Charles Kelly

 

Charles Kelly, formerly an award-winning investigative reporter for The Arizona Republic and now a novelist, biographer and freelancer, is a senior writer for Legacy Preservation, heading up its southwest office in Phoenix.


Kelly grew up near Falls City, Nebraska, graduated from Creighton University with a bachelor’s degree in journalism, spent two years in the U.S. Army as a military policeman, then took a master’s degree in journalism from Northwestern University.


He worked briefly as a copy editor and police reporter at the Omaha World-Herald, then spent 36 years as a reporter and columnist at The Arizona Republic.
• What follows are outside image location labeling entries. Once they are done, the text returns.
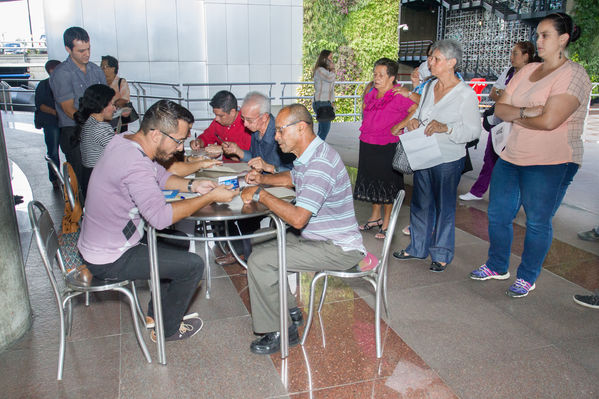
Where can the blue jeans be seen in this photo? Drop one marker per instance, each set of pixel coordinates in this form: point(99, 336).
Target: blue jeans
point(540, 190)
point(52, 137)
point(323, 127)
point(432, 211)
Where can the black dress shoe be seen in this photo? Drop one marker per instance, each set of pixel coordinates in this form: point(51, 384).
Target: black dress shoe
point(437, 267)
point(271, 342)
point(296, 316)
In the course of his work at the Republic, Kelly found missing heirs and wrote their stories, investigated the 1976 bomb murder of Republic reporter Don Bolles, and helped a falsely convicted American tugboat captain get out of a Mexican prison.


He is the author of the novel "Pay Here," co-author with journalist Kris Mayes of "Spin Priests," an account of the 2000 presidential election campaign, and is currently writing a biography of the hard-boiled writer Dan J. Marlowe, author of "The Name of the Game is Death." Kelly’s short story, “The Eighth Deadly Sin” will appear shortly in "Phoenix Noir," a collection of short stories published by Akashic Books in New York.


In 1992, Kelly was honored with the Arizona Journalist of the Year Award.